“You keep using that word. I do not think it means what you think it means.” – Inigo Montoya, The Princess Bride.
As someone in their early 40s, I’ve come to accept that some of my fellow faculty members were once students I guided through the admission process. But what I refuse to accept is the possibility that you’re unfamiliar with the quote above. The Princess Bride continues to resonate today as strongly as it did in 1987, and this particular quote encapsulates so much of the work we do. Oh, by the way, I’m quite fond of 1987, but that’s a topic for another blog post. If you haven’t seen this classic yet, forget about whatever highbrow literature you’re currently immersed in or the Harry Potter fan fiction that delves into the untold love story of Ron Weasley and Cedric Diggory (RIP), and dive headfirst into this quintessential piece of pop culture. Afterward, feel free to return to your books because, as Peter Falk’s character in the same movie so aptly put it, “In my day, television was called books.”
Reflecting on the Admissions Essay Season
‘Tis the season for college admissions essays, and I thought it would be fitting to share one of my favorite stories from my years of counseling students. Prep school students have a long-standing tradition of trying to outsmart the admissions officers with their essays, and it always leads to some good-natured chuckles. Now, I know I shouldn’t poke fun at my students, but if I can’t make light-hearted jokes about my own biological children or my students, a part of me dies. So, a few years ago, I came across an essay from one of my all-time favorite students. In her essay, she was essentially describing the aspects of her life that one needed to understand in order to recognize her potential contributions. This was all wrapped up in a neat 500-word package, outlining her plans to solve a global issue. In the midst of describing her personal growth, she mentioned that the trait she was most proud of developing in her life was her self-defecating sense of humor. Yes, you read that correctly – self-defecating. Now, I might not be old, but I’ve certainly lived long enough to know that a self-defecating sense of humor is one of the least admired traits one could have. Self-deprecating? Charming. Self-defecating? Just awkward. The English language is a fickle mistress indeed, with words that are so close yet so far apart. It’s as Inigo Montoya would say, “You keep using that word. I don’t think it means what you think it means.” I’m pretty sure that when you get bitten by a snake, you’re not looking for an anecdote but an antidote. Although, I do believe that a well-timed story can heal many wounds.
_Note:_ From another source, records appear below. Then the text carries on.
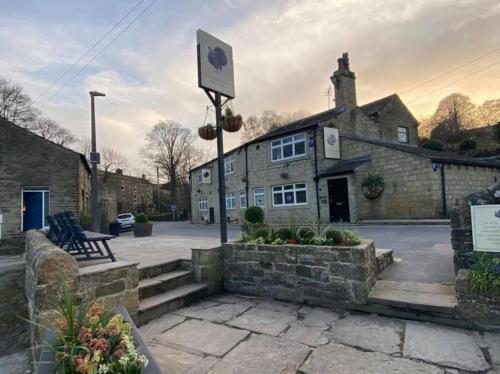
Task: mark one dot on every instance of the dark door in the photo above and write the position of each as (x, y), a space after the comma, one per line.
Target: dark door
(338, 195)
(33, 210)
(212, 215)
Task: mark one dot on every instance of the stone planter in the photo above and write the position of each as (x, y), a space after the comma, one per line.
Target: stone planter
(143, 229)
(482, 309)
(318, 275)
(46, 363)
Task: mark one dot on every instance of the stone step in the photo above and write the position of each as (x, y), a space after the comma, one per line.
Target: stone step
(164, 282)
(384, 258)
(169, 301)
(415, 296)
(151, 271)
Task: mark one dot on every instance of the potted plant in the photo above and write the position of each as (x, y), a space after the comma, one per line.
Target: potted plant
(207, 132)
(373, 186)
(230, 122)
(88, 339)
(142, 226)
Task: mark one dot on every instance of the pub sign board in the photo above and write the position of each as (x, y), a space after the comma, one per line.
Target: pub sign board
(215, 64)
(486, 228)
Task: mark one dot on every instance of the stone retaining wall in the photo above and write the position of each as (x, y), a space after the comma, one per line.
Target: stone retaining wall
(111, 284)
(319, 275)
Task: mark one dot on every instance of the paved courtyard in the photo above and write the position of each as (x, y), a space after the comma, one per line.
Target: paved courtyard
(423, 252)
(230, 333)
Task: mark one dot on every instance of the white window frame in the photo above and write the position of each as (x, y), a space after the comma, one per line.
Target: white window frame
(406, 134)
(243, 199)
(231, 200)
(255, 194)
(203, 204)
(294, 189)
(279, 144)
(229, 167)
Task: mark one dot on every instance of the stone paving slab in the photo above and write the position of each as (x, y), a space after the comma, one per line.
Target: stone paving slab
(203, 337)
(372, 333)
(159, 325)
(340, 359)
(218, 313)
(444, 346)
(264, 321)
(312, 336)
(318, 317)
(263, 354)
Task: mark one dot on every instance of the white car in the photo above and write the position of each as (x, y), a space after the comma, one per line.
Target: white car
(126, 220)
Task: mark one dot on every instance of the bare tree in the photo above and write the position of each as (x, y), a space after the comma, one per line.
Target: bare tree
(269, 120)
(112, 160)
(52, 131)
(170, 146)
(15, 104)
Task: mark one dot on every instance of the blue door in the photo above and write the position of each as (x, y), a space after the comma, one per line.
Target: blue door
(33, 210)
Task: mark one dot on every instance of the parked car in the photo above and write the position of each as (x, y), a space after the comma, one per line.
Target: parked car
(126, 220)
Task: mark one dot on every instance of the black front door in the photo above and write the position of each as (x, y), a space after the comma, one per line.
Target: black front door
(338, 195)
(212, 215)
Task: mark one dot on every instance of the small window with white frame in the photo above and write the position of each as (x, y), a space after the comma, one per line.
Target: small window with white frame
(289, 195)
(258, 197)
(288, 147)
(243, 199)
(203, 203)
(403, 134)
(229, 165)
(231, 200)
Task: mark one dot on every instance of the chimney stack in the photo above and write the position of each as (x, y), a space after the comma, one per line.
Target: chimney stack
(343, 80)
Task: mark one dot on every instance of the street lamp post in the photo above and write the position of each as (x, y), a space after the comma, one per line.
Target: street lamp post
(94, 160)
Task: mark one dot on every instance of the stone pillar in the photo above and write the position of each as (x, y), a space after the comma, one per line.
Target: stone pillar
(208, 268)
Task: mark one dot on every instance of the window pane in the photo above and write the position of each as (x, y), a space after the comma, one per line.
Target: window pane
(289, 199)
(301, 197)
(278, 199)
(288, 150)
(276, 153)
(300, 148)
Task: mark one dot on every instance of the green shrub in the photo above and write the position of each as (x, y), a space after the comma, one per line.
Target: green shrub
(284, 233)
(85, 222)
(468, 145)
(333, 236)
(433, 144)
(350, 238)
(141, 218)
(261, 233)
(305, 235)
(254, 214)
(484, 277)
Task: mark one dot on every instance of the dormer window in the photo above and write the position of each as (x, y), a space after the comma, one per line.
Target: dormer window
(288, 147)
(403, 135)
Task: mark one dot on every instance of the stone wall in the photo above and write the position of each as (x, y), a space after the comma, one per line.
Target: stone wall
(110, 284)
(326, 276)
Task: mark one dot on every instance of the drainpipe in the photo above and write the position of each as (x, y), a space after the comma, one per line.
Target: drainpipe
(443, 190)
(246, 173)
(316, 181)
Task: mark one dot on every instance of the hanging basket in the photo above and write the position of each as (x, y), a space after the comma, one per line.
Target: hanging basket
(207, 132)
(232, 123)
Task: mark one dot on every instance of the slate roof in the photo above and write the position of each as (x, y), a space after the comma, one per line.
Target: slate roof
(435, 156)
(377, 105)
(345, 166)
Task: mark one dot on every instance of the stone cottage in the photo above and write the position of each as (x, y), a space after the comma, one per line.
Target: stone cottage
(37, 178)
(347, 164)
(124, 193)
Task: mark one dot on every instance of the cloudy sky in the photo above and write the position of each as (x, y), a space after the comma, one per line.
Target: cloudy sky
(285, 52)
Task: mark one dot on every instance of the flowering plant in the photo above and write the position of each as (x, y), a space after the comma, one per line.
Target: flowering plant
(92, 340)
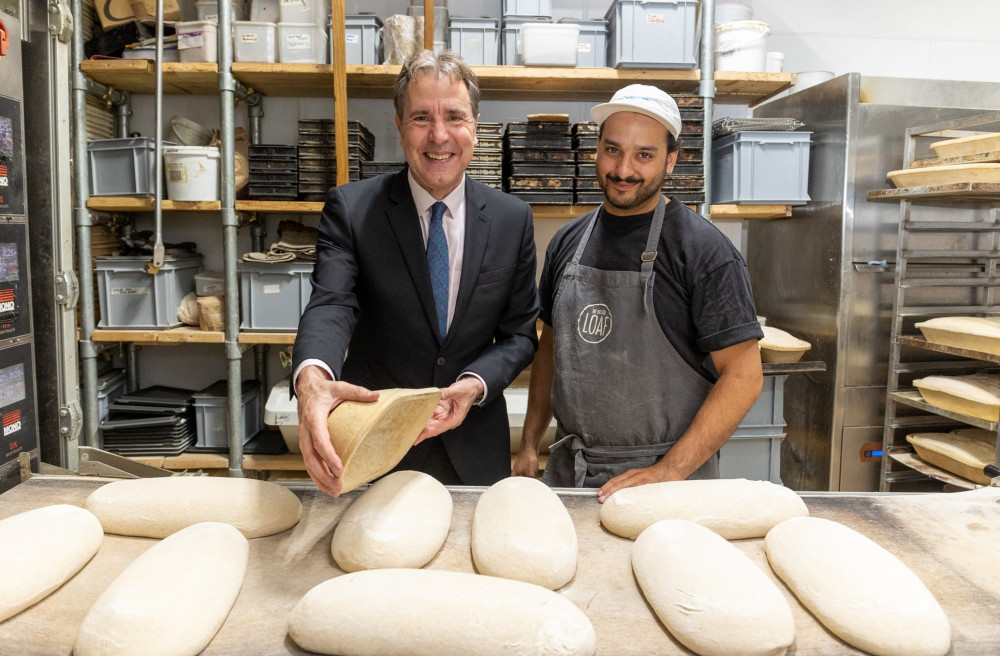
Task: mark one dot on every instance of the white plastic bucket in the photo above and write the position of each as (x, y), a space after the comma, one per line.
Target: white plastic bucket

Embracing the Privilege and Shaping the Future
That’s all I have for now, but I’ll leave you with this: Keep cherishing the privilege that comes with this line of work and, in some small way, contribute to shaping the future. And on those days when the future makes you laugh so hard that you feel like you just had an intense workout with Shaun T in the Asylum (Google it), well, that’s just an added bonus.